Traicionar a Giovanni
Denise Writes · En curso · 57.5k Palabras
Introducción
Años después de la muerte de su primer amor, Vincent se encuentra enamorándose de su nueva contadora, Chanel. Cuando descubre la verdad, Vincent se enfrenta a una elección: ¿proteger a su amor o aceptar la traición?
Capítulo 1
Chanel no es una mujer cualquiera; es distinta de la forma más aterradora, como diría la mayoría, aunque en realidad no era así. La verdad es que la ha tenido difícil. Vive sola en un departamento pequeño. Trabaja como dependienta en el centro comercial local, por ahora, mientras se enfoca en otras cosas, y apenas lo disfruta, pero tiene que concentrarse en la meta final. A veces tiene mal carácter y no sabe controlarse cuando habla; se lanza sin medir consecuencias. Es vulgar y a veces grosera, pero es la cosa más dulce del mundo si nadie la hace enfadar; en general, está conforme con la vida.
Es una mujer bastante alta, de 1.68, de piel oscura, de un tono castaño chocolate tan bonito que uno pensaría que sabe a chocolate. Tiene unos ojos grandes, café oscuro, el rostro ovalado; sus rizos negros le caen perfectos desde los hombros hasta la espalda. Su cuerpo es curvilíneo y voluptuoso: cintura pequeña, abdomen plano. La mayoría de las mujeres que la ven la envidian; ¿cómo puede tener muslos gruesos y el vientre plano al mismo tiempo? Bueno, es negra; nada es imposible.
Hoy a Chanel le toca el turno de noche y está cerrando el local. Es la última en irse. Cierra con llave a toda prisa y sale por la parte de atrás, poniéndose la chamarra. Se cuelga la mochila y empieza a caminar hacia el estacionamiento.

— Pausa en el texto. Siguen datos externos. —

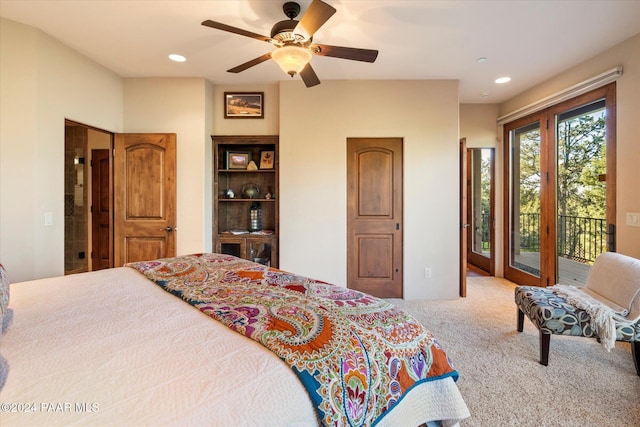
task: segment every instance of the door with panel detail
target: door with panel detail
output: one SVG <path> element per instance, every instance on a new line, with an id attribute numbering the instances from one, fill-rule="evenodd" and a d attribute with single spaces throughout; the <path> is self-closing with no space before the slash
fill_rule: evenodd
<path id="1" fill-rule="evenodd" d="M 111 268 L 111 156 L 91 150 L 91 271 Z"/>
<path id="2" fill-rule="evenodd" d="M 116 134 L 114 264 L 176 255 L 176 135 Z"/>
<path id="3" fill-rule="evenodd" d="M 402 298 L 402 139 L 347 139 L 347 286 Z"/>

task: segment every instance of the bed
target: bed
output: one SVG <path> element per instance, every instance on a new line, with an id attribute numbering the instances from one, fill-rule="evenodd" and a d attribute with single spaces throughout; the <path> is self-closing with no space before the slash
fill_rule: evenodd
<path id="1" fill-rule="evenodd" d="M 10 297 L 2 425 L 447 426 L 469 416 L 453 364 L 410 315 L 232 256 L 16 283 Z"/>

Entonces ve un Aston Martin negro y una SUV Chevrolet negra. Dos hombres se bajan de la SUV. Solo alcanza a verles la espalda, pero sabe que algo no está bien. Se esconde rápido detrás del contenedor de basura y observa.
Un hombre alto baja del Aston Martin con un maletín en la mano. Ella conocía a ese hombre. Por fin había encontrado a su objetivo. Ahora sí, todo estaba en marcha.
Los tres hombres intercambian unas palabras, hasta que uno de ellos saca un arma y se la apunta al del Aston Martin. Ahí es cuando ella decide llamarlo.
Mierda, pensó. No pueden matarlo.
En cuestión de un instante suenan dos disparos y el hombre del Aston Martin cae al suelo. Los tipos de la SUV le arrebatan el maletín de la mano, se suben de nuevo y se van a toda velocidad. Chanel está muerta de miedo, pero no podía dejar que ese hombre muriera. Corre hacia él: sangra muchísimo. Tiene una bala en el abdomen y otra en el pecho. Deja su mochila en el suelo y se quita la chamarra. Menos mal que parte de sus funciones incluye ser enfermera de emergencias; sabe exactamente qué hacer. Impulsada por la adrenalina, le envuelve la chamarra alrededor de la cintura y presiona una mano sobre su hombro. El hombre empieza a gemir palabras incoherentes.
—No se preocupe, voy a llamar a una ambulancia—, dice. Saca el teléfono del bolsillo y marca para pedir una ambulancia.
Unos minutos después, llegó la ambulancia con la policía. Ella estaba cubierta de sangre y sudor, y reza para que el hombre haya sobrevivido, porque se odiaría a sí misma si no… y además se metería en un gran problema.
Uno de los oficiales la aparta a un lado.
—Señora, soy el oficial Brooks. Necesito que me diga qué pasó aquí esta noche.
Chanel mira al policía alto, de cabello oscuro, y asiente.
—Estaba saliendo del trabajo. Estaba cerrando esta noche, como hago todos los martes, y cuando iba saliendo vi a tres tipos: dos de la SUV y el que recibió los disparos, que traía un maletín. Me escondí detrás de ese contenedor de basura—. Señala hacia el contenedor.
Suelta un aire tembloroso antes de continuar.
—Luego empezaron a hablar y, de repente, uno de los de la SUV sacó un arma y le disparó al hombre.
—¿Vio a los agresores?— pregunta el oficial.
Chanel niega con la cabeza.
—No, señor. Solo sus espaldas, pero sí recuerdo la placa.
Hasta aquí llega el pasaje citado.